Les défis posés par la méthadone

Actuellement, la méthadone est le traitement médicamenteux le plus prescrit au Canada pour la dépendance aux opioïdes. Les études ont montré qu’elle est efficace à la fois pour ce qui est du respect du traitement par les patients et pour éliminer l’utilisation des opioïdes illicites. Cependant, la méthadone pose plusieurs défis. Pour en prescrire, les praticiens doivent obtenir un permis spécial dans le cadre de la Loi réglementant certaines drogues et autres substances. De plus, les patients sous méthadone doivent dans les premiers mois du traitement se présenter tous les jours à la pharmacie pour recevoir leur médicament, ce qui rend l’accès au traitement difficile. La méthadone présente enfin un plus grand risque d’interaction avec l’alcool et d’autres substances que la buprénorphine-naloxone.

Les données scientifiques indiquent que la buprénorphine-naloxone est plus sécuritaire, car les probabilités de surdose fatale, d’effets indésirables et d’interactions médicamenteuses sont plus faibles qu’avec la méthadone.

Les chercheurs de l’ICRAS espèrent déterminer si une démarche plus souple offerte grâce à la buprénorphine-naloxone est aussi efficace que la méthadone pour le traitement du trouble d’utilisation des opioïdes délivrés sur ordonnance, tout en étant davantage centrée sur les besoins du patient, plus sécuritaire et moins contraignante. La grande majorité des études qui ont évalué ces traitements visaient surtout les utilisateurs d’héroïne plutôt que les utilisateurs d’opioïdes sur ordonnance. OPTIMA vise à combler cette lacune dans la recherche dans le but d’améliorer les traitements, et faciliter la prise de décision pour les patients et les fournisseurs de soins de santé.

Au total, 276 patients seront recrutés au cours des deux prochaines années. Au Québec, en plus du CRCHUM, où est coordonnée l’étude pancanadienne, l’équipe du programme CRAN du Centre intégré universitaire de santé et de services sociaux du Centre-Sud-de-l’Île-de-Montréal participe à l’étude. L’objectif principal est d’étudier l’utilisation globale des opioïdes au cours d’une période de 24 semaines.
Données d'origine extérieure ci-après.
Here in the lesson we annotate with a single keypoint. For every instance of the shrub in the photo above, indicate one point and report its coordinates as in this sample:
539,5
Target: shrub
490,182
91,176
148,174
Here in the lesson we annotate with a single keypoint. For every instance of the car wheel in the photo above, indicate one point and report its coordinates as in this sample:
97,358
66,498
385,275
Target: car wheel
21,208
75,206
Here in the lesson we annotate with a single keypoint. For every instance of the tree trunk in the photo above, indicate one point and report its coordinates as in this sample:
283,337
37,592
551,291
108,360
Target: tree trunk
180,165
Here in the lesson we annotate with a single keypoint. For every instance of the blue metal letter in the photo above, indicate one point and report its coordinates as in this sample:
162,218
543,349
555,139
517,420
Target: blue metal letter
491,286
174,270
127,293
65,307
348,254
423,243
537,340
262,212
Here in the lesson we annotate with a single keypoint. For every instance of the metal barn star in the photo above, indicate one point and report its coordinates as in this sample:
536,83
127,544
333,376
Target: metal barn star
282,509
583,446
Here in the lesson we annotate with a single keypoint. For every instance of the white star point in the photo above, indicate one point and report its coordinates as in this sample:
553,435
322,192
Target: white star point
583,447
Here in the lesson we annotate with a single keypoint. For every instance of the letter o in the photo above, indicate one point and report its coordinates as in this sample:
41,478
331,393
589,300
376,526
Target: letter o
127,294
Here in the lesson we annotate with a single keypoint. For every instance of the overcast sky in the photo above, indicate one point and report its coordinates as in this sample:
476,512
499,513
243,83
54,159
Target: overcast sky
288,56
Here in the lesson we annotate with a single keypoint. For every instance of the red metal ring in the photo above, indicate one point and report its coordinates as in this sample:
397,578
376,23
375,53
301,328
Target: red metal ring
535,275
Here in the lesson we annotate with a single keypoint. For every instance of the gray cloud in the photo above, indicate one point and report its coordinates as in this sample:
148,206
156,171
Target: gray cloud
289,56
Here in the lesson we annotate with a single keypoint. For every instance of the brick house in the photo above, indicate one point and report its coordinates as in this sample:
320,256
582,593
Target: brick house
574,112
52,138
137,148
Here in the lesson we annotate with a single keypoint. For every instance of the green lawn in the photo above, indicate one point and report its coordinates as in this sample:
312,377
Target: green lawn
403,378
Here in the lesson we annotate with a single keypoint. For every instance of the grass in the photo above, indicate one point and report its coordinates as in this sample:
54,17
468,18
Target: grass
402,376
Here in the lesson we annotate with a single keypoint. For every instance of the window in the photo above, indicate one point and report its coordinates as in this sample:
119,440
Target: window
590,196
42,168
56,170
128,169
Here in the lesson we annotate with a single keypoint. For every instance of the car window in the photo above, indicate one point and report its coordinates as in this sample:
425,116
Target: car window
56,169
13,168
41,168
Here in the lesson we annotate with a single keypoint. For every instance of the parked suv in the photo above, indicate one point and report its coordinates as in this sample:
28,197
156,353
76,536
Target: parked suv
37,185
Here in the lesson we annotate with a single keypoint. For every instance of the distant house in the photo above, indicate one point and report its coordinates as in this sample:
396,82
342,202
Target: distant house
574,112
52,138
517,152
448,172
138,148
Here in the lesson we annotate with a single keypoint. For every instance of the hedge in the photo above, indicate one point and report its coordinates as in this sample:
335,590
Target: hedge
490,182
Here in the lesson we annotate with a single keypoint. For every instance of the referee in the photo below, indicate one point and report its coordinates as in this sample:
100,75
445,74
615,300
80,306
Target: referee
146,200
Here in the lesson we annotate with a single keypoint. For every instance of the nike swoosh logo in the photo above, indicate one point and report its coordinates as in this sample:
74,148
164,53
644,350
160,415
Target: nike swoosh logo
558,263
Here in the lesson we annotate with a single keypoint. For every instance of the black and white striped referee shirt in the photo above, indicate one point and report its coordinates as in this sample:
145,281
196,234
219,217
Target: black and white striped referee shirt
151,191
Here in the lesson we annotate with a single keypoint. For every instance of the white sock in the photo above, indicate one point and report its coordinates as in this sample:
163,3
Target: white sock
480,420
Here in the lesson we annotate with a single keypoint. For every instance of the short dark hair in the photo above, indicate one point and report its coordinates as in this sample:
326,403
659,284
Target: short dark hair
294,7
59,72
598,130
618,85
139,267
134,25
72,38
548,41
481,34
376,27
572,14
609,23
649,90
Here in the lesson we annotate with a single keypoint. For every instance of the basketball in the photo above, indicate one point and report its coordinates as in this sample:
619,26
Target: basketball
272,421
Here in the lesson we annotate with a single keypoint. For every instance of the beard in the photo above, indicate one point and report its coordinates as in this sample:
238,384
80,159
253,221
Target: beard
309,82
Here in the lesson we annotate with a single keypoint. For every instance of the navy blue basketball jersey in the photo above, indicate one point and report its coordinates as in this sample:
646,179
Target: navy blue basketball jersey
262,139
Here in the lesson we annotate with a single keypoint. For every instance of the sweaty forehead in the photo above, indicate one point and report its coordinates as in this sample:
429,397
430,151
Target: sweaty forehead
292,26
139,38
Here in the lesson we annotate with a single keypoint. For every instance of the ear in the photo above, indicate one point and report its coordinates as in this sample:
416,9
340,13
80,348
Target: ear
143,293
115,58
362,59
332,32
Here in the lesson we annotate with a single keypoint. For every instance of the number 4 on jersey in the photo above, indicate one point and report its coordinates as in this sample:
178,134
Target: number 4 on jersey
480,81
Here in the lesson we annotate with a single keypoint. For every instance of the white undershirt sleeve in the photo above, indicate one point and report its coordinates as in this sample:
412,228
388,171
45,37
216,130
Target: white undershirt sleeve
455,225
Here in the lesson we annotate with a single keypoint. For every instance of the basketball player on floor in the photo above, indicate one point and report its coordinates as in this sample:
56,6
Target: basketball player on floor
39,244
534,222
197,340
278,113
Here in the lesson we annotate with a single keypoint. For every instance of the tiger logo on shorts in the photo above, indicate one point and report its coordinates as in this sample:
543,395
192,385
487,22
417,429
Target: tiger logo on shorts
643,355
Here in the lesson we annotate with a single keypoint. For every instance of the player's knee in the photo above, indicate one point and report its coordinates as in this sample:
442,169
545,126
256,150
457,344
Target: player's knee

OPTIMA est la première étude de l’ICRAS, un réseau de recherche national sur l’utilisation des substances qui se concentre plus particulièrement sur une recherche pouvant être mise en œuvre pour l’amélioration de la santé publique. Ce réseau regroupe plus de 500 chercheurs, prestataires de services, décideurs politiques et individus ayant souffert de dépendance aux opioïdes d’ordonnance, issus de la Colombie-Britannique, des Prairies, de l’Ontario, du Québec et des provinces de l’Atlantique. Soutenue par les Instituts de recherche en santé du Canada, l’ICRAS se consacre à la recherche et à l’application des interventions fondées sur des données probantes dans la pratique clinique, dans la prévention communautaire, dans la réduction des effets néfastes et dans l’adaptation du système de santé.